He blanched slightly. She heard him swallow. He looked around. “What?”

“This, of course, is not my natural state, although…” she extended a leg from beneath the table, rolled her ankle once, showing off her apparently expensive heels, and gazed at it with frank admiration, “I must say that I don’t mind it one bit. Stanley, I am one of the honeyed henchman, a minor demon of the larger infernal hierarchy. And this inevitably means that you are likewise insignificant.”

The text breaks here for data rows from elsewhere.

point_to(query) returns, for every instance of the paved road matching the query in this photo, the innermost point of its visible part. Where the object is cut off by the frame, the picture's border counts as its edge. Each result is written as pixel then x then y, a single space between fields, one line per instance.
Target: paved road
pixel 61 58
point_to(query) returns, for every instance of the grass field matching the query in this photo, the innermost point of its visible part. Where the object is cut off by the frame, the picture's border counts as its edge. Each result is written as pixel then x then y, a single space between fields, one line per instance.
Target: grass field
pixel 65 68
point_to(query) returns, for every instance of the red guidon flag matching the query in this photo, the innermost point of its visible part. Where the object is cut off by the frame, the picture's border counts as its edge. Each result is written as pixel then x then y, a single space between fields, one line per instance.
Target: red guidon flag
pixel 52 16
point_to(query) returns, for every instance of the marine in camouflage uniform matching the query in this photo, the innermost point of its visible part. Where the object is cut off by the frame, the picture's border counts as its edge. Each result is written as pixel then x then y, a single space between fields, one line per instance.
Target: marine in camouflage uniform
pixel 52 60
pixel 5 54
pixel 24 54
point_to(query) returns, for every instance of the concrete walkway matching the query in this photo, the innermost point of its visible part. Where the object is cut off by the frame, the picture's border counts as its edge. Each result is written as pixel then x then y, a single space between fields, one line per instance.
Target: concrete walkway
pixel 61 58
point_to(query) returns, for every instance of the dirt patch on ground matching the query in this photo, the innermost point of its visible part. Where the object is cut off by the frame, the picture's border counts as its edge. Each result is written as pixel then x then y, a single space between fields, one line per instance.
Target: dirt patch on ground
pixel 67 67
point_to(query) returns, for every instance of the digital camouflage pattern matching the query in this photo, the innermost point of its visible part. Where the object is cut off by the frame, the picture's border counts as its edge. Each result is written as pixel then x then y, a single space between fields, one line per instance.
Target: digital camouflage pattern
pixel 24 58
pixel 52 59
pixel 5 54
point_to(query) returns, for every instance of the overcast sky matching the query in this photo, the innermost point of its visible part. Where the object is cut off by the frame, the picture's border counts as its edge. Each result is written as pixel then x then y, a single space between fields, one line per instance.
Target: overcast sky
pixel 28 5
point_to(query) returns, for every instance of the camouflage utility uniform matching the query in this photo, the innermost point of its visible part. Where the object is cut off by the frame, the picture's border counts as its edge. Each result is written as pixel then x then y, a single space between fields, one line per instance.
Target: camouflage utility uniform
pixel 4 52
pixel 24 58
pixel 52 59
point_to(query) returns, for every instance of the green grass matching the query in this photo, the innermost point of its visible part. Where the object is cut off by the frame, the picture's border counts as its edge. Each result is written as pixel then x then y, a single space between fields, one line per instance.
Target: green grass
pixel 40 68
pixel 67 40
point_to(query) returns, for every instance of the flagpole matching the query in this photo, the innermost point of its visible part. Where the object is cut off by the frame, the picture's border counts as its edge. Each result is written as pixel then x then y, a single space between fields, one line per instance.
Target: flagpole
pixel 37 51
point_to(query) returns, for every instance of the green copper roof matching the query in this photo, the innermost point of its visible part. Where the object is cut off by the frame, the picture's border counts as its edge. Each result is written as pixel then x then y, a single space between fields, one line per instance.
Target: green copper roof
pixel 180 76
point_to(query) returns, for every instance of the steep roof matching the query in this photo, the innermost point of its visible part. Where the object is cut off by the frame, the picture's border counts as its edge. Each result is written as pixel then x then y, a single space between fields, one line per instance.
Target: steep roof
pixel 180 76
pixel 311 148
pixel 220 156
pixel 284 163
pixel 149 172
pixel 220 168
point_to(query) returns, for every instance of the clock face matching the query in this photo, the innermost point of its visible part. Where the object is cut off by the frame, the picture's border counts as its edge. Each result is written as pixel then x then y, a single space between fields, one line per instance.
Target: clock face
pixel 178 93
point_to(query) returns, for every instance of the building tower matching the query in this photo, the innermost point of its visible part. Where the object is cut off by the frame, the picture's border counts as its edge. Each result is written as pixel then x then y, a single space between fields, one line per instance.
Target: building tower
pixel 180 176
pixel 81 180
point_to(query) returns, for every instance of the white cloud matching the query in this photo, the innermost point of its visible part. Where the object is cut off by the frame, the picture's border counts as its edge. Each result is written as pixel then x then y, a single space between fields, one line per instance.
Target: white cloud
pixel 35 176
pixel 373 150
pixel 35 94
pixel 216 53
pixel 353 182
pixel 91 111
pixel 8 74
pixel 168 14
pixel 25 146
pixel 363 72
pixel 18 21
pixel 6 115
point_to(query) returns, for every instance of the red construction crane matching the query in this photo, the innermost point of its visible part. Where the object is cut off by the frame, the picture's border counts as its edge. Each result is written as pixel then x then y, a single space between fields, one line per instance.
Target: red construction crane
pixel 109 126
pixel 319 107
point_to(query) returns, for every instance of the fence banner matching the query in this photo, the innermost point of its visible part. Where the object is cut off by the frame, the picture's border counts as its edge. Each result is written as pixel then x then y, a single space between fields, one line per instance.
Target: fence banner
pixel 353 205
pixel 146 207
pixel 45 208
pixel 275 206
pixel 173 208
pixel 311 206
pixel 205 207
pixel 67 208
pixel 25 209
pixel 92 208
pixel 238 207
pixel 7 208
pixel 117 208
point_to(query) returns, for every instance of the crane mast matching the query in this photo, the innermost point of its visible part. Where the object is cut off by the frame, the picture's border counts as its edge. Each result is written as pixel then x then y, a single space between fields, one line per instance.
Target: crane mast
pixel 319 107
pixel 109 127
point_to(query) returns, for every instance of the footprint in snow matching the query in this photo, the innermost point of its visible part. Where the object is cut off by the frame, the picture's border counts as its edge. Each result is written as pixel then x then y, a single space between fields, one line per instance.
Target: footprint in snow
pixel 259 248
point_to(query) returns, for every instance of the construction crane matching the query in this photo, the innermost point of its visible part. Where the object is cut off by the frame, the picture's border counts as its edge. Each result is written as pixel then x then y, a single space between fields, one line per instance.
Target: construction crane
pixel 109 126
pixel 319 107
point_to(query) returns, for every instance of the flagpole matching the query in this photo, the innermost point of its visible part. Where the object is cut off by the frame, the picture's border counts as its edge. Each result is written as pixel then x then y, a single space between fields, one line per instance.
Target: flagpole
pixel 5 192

His lower lip plummeted. His eyes creased. “Insignificant?”

“Yes, Stanley. You. A nobody. Hard to take isn’t it?”

He turned red. “What do you want?”

“No, Stanley. The question is: what do you want? The world is your oyster. I know you are restless and unsatisfied. If you could have anything, what, tell me, would it be?”

“I….I…” he loosened his collar. His eyes cast themselves involuntarily skyward. He wondered if this was a figment of his imagination, a dream, if he had truly drunk too much and was now somewhere at a roadside motel actually sleeping.

“Drink.” She looked down at his still full glass and pointed.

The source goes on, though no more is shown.